Ketiga, patriarki dan diskriminasi yang masih kuat dan berkembang di banyak institusi. Hal ini membuat stigma terhadap perempuan disabilitas dinormalisasikan yang membuat mereka semakin terbungkam, suaranya tidak didengarkan, dan dianggap tidak penting.
Menurut Ratna, dalam membangun ruang aman bagi perempuan disabilitas tidak cukup hanya lewat kebijakan, tetapi juga harus berangkat dari hal-hal kecil yakni kesadaran sehari-hari dari lingkungan sosial terdekat. “Membangun ruang aman bagi perempuan disabilitas tidak cukup hanya menyediakan fasilitas atau membuat aturan, tetapi harus dilakukan dengan mengguncang logika sosial yang menormalisasi ketidakadilan sosial terhadap penyandang disabilitas (ableism),” tegasnya.

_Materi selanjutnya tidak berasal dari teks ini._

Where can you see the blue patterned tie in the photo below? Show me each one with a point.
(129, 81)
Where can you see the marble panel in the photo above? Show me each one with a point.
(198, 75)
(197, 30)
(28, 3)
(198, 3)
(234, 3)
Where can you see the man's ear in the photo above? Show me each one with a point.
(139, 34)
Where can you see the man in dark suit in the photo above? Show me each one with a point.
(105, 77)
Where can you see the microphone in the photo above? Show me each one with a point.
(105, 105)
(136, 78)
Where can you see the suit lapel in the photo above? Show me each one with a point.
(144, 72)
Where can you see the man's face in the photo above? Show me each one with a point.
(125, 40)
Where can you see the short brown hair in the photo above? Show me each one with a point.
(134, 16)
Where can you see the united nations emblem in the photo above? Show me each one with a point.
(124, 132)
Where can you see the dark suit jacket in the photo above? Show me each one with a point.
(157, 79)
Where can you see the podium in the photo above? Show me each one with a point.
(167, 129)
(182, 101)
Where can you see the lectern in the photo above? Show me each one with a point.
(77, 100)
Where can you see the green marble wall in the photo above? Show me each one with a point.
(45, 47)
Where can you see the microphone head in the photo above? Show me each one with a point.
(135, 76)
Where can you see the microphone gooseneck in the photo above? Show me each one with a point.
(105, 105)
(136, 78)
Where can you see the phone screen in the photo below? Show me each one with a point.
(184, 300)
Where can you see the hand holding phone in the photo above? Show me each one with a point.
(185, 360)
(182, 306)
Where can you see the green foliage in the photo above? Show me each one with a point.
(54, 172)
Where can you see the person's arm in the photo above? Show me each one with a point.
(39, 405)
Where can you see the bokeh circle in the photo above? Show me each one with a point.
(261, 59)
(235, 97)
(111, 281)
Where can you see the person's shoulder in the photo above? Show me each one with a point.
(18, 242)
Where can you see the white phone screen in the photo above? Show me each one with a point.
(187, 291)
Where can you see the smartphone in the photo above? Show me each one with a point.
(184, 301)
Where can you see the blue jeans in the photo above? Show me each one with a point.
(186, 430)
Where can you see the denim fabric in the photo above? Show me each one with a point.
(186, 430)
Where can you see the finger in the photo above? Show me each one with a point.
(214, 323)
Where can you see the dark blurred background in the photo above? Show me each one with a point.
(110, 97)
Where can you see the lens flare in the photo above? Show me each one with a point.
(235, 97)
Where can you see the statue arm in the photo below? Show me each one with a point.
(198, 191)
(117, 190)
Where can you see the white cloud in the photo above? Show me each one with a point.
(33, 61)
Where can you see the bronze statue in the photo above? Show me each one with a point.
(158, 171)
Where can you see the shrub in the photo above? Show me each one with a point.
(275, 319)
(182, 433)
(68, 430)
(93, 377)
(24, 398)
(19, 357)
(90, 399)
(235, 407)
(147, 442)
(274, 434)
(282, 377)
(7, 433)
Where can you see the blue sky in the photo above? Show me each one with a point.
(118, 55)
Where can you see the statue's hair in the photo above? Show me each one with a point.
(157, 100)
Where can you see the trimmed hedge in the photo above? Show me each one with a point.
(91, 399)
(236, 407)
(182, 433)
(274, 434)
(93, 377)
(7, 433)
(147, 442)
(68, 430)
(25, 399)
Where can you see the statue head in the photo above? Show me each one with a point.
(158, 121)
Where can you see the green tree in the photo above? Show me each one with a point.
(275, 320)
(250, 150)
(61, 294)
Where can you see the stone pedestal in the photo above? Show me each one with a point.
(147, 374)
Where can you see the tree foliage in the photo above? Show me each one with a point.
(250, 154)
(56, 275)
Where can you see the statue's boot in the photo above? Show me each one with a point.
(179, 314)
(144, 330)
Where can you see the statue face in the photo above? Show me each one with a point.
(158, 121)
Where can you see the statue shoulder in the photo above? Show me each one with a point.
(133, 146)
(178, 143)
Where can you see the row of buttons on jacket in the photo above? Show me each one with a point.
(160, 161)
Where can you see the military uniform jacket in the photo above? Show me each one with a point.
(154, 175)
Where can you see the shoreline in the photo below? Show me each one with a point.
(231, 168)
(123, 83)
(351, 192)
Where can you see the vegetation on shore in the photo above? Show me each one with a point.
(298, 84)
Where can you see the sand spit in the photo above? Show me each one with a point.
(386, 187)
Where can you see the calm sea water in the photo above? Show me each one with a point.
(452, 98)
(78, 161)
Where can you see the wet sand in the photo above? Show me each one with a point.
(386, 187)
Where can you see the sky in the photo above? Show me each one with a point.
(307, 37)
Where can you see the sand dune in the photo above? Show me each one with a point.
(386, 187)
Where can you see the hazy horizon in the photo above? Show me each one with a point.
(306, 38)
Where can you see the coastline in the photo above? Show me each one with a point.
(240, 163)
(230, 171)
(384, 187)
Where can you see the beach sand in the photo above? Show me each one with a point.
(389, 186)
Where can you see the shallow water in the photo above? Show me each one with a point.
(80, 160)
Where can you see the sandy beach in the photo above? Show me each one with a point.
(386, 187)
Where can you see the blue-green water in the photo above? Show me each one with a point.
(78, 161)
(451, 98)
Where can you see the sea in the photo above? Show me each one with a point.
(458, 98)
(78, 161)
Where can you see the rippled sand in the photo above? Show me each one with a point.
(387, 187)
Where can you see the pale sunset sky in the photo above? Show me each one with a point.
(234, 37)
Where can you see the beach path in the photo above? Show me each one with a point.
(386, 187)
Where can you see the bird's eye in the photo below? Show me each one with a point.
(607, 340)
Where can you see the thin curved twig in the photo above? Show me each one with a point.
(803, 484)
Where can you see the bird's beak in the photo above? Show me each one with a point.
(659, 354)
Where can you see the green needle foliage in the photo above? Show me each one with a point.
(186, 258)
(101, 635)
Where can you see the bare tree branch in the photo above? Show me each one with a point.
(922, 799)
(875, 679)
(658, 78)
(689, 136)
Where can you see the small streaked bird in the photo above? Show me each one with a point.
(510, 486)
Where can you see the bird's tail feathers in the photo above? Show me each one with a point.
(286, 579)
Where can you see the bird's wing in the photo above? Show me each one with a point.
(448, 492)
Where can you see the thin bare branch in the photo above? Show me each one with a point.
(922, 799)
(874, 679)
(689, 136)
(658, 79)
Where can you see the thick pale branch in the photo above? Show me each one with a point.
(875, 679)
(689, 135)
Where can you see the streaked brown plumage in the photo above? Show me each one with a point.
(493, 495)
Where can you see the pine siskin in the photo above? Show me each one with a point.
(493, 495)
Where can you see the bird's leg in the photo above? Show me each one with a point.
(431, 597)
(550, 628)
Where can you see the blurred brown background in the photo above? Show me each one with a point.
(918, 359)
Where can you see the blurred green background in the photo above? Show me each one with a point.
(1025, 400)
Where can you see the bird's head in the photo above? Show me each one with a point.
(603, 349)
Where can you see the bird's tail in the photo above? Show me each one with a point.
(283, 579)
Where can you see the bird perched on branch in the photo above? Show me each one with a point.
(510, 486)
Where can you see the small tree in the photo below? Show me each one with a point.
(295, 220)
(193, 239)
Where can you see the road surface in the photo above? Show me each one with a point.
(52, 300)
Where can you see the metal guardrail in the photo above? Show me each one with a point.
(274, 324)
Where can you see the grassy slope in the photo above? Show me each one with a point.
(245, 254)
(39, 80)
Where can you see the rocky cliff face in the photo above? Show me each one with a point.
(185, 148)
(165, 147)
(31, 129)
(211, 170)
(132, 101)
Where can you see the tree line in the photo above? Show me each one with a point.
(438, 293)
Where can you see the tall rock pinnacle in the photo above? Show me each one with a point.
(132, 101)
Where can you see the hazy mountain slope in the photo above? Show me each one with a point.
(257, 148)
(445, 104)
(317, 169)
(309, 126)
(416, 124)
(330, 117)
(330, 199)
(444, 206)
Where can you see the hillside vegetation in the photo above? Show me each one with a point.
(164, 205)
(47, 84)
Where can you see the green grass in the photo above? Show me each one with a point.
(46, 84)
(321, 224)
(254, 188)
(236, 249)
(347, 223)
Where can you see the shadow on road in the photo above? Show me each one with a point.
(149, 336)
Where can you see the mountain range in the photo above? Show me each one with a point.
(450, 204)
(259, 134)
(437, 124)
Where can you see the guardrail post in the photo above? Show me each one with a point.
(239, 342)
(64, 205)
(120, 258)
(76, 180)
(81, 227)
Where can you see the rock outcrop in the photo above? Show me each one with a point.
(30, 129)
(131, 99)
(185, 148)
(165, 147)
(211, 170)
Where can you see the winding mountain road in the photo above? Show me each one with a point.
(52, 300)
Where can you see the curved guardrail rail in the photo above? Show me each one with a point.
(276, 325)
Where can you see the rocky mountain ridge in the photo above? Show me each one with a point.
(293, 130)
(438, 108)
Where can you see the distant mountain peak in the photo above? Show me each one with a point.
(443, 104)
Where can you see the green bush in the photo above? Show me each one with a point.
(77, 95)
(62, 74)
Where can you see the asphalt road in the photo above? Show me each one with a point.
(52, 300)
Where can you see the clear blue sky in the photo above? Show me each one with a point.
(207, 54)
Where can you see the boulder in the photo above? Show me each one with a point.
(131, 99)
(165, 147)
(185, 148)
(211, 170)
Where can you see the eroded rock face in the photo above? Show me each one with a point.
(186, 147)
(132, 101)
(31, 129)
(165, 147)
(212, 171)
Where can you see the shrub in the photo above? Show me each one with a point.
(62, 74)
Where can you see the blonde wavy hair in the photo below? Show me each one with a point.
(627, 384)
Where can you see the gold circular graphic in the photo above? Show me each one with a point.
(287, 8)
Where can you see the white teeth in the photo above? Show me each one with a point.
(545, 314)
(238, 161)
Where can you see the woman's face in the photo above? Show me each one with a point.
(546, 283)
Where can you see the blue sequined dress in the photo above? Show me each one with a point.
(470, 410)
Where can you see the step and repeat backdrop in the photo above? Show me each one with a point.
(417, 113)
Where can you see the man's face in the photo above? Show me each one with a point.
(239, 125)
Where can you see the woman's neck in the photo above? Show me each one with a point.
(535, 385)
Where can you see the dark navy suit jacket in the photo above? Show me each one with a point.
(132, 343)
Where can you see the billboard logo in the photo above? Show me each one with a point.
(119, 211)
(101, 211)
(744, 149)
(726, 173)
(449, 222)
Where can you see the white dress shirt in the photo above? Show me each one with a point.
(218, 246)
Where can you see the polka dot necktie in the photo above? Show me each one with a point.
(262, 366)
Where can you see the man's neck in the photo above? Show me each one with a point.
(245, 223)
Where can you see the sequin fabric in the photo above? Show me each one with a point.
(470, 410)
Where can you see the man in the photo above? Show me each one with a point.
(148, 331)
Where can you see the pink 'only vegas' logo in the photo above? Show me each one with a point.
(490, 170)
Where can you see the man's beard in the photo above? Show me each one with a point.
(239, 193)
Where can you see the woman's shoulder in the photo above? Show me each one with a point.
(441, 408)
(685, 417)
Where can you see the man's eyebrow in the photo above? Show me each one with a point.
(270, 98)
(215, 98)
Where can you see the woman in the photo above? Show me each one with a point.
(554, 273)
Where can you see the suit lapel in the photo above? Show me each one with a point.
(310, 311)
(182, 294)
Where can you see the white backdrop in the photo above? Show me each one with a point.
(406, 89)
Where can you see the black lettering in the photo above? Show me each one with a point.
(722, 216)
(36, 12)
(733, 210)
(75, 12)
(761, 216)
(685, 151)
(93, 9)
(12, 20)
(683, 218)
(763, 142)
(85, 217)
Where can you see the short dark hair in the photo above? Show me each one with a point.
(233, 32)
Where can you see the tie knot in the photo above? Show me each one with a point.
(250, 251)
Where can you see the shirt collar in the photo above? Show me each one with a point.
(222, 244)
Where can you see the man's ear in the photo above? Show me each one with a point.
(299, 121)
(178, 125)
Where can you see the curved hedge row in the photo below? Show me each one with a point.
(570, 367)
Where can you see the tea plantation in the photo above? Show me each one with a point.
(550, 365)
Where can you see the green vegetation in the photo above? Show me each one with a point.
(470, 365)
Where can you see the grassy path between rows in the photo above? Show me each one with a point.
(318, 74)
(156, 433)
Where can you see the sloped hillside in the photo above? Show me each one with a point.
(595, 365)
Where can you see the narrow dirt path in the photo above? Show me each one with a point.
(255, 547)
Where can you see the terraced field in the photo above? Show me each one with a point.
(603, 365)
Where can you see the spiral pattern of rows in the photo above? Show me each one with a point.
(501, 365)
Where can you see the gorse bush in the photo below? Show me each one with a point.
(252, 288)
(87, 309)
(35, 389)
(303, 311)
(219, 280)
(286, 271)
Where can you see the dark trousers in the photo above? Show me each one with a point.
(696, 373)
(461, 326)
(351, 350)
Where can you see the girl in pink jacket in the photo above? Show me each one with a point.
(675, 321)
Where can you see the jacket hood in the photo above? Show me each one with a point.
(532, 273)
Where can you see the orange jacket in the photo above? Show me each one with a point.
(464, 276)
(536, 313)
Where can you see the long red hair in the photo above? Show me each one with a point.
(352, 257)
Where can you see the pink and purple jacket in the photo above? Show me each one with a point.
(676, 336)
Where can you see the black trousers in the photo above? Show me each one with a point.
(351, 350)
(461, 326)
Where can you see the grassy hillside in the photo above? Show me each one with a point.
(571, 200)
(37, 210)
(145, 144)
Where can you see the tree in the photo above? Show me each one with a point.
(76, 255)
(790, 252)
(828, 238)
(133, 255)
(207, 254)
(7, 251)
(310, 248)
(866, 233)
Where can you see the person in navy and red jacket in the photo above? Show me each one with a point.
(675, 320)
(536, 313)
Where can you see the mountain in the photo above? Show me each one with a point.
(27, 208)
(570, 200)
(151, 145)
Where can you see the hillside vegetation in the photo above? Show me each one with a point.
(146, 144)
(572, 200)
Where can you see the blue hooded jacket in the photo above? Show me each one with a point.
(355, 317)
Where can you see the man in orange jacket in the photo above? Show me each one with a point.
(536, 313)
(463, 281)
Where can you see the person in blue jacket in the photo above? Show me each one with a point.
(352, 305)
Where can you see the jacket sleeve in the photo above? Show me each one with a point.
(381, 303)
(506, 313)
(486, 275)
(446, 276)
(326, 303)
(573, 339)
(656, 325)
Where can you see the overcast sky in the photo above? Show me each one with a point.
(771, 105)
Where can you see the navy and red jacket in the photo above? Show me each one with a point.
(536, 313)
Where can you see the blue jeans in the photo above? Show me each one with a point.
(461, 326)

Bagi Ratna, selain keluarga yang menjadi ruang aman paling dasar, pendidikan juga menjadi arena kunci. Sekolah dan kampus bisa menanamkan kesadaran anti-albeism sejak dini, bukan hanya melalui kurikulum formal tetapi juga praktik sehari-hari. “UGM memiliki Unit Layanan Disabilitas dan UKM Peduli Difabel, ini menjadi langkah bagus yang perlu ditiru oleh institusi pendidikan lain. Jadi, kesadaran tidak hanya ditumbuhkan dari dari diskusi di ruang kelas tetapi juga dari praktik empiris melalui relasi, dan interaksi dalam kehidupan sehari-hari,” ujarnya.
Selain itu, Ratna juga menambahkan strategi lain yang bisa dilakukan untuk menambahkan ruang aman tersebut yaitu dengan memanfaatkan media dan platform digital untuk lebih memperkuat kesadaran tentang keadilan gender dan anti-albeism. Media memungkinkan kampanye cepat menyebar, mendorong solidaritas lintas wilayah, dan menawarkan representasi perempuan disabilitas yang emansipatoris. “Media digital bisa menjadi instrumen efektif untuk menghadirkan suara perempuan disabilitas, memperlihatkan kapasitas mereka, dan menantang norma ableist,” pungkasnya.